Prof Vickers, now the warden of All Souls College, Oxford, said banks were safer than a decade ago but fell far short of maintaining the optimal levels of equity that experts and economists working outside the banking sector had recommended.
“A gulf this wide between official opinion and academic opinion on a truly fundamental economic policy question is extraordinary,” he said. “There is an astonishing gap … they cannot both be right,” he added.
A group of renowned economists, both left and right politically, including Nobel Prize winners William Sharpe and Eugene Fama, wrote a letter in the Financial Times in 2010 arguing shareholders’ funds as a share of total assets should be at least 15 per cent to reduce the likelihood of financial crises and the chance taxpayers would need to bail banks out.
“These figures are enormously greater than the Basel III settlement,” Prof Vickers said.
Higher levels of equity also put pressure on bank costs and bonuses, making it harder for banks to achieve high rates of return on equity.
Mervyn King, the former Bank of England governor, recently said 10 per cent equity would be “good start”.
The big four Australian banks’ equity levels as a share of their assets have risen from around 4.5 per cent to 5.5 per cent since the financial crisis.
Prof Vickers lambasted regulators’ use of so-called Tier 2 equity.

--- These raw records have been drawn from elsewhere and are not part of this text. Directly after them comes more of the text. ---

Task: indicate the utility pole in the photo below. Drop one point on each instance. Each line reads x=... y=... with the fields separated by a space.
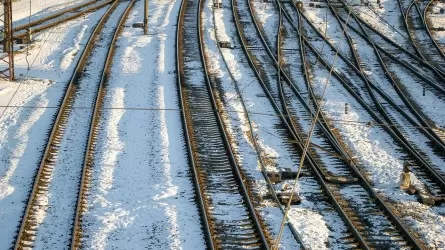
x=145 y=17
x=8 y=41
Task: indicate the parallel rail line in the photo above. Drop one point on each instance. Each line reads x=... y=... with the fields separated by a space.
x=417 y=28
x=367 y=186
x=341 y=205
x=432 y=133
x=435 y=175
x=255 y=144
x=219 y=184
x=57 y=18
x=81 y=205
x=28 y=227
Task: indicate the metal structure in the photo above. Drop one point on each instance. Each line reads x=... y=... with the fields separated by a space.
x=7 y=56
x=145 y=17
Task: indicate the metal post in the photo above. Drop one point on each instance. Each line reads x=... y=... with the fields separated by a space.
x=145 y=17
x=8 y=41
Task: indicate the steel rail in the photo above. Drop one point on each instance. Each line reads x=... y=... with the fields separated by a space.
x=199 y=189
x=413 y=40
x=395 y=58
x=81 y=204
x=236 y=167
x=52 y=16
x=263 y=241
x=425 y=21
x=424 y=125
x=439 y=73
x=58 y=127
x=365 y=183
x=291 y=132
x=255 y=144
x=405 y=143
x=57 y=22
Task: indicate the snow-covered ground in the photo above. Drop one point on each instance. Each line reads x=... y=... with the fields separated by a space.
x=379 y=156
x=437 y=22
x=142 y=190
x=33 y=100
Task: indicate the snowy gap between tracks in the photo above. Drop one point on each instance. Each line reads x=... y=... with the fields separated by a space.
x=381 y=160
x=24 y=130
x=142 y=188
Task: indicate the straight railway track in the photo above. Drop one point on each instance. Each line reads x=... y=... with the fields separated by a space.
x=405 y=55
x=435 y=173
x=427 y=81
x=354 y=220
x=420 y=35
x=21 y=32
x=228 y=214
x=44 y=179
x=260 y=156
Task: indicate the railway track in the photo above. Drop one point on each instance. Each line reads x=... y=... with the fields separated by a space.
x=263 y=166
x=81 y=205
x=421 y=156
x=21 y=31
x=333 y=186
x=228 y=214
x=429 y=84
x=405 y=56
x=76 y=92
x=438 y=45
x=420 y=35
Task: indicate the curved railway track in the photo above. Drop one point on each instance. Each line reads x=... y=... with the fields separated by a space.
x=21 y=31
x=228 y=214
x=436 y=175
x=405 y=56
x=81 y=205
x=42 y=182
x=430 y=84
x=254 y=140
x=420 y=35
x=349 y=211
x=428 y=29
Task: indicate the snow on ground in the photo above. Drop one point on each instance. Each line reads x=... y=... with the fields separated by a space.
x=54 y=224
x=437 y=23
x=142 y=190
x=21 y=8
x=236 y=121
x=377 y=153
x=327 y=24
x=388 y=19
x=24 y=130
x=313 y=218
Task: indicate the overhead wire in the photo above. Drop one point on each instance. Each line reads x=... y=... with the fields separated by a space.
x=306 y=146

“That might be more tax efficient for banks, but that should not be a concern of prudential regulators acting in the public interest,” he said.
APRA recently released a plan to increase big banks’ minimum capital ratios by 4 or 5 percentage points by 2023 with recourse only to Tier 2 capital instruments.
“Will it work? Nobody knows. It’s not a sure-loss absorber”, Prof Vickers said of such instruments.
Debate about bank prudential standards has raged in the UK, among the countries worst hit in the financial crisis.
Prof Vickers also called on countries like Australia to more structurally separate investment banking activity from deposit taking, following similar moves in the UK.
“It is disappointing that structural separation measures have been rather limited internationally, despite the attempt made in the EU by the expert group chaired by Erkii Liikanen,” he said, referring to the former governor of the Bank of Finland.
He also said bank share prices related to banks’ book value have proved a better indicators of bank health than regulators’ measures based on risk-weighted assets, which were hopeless indicators of stress in the lead-up to 2008.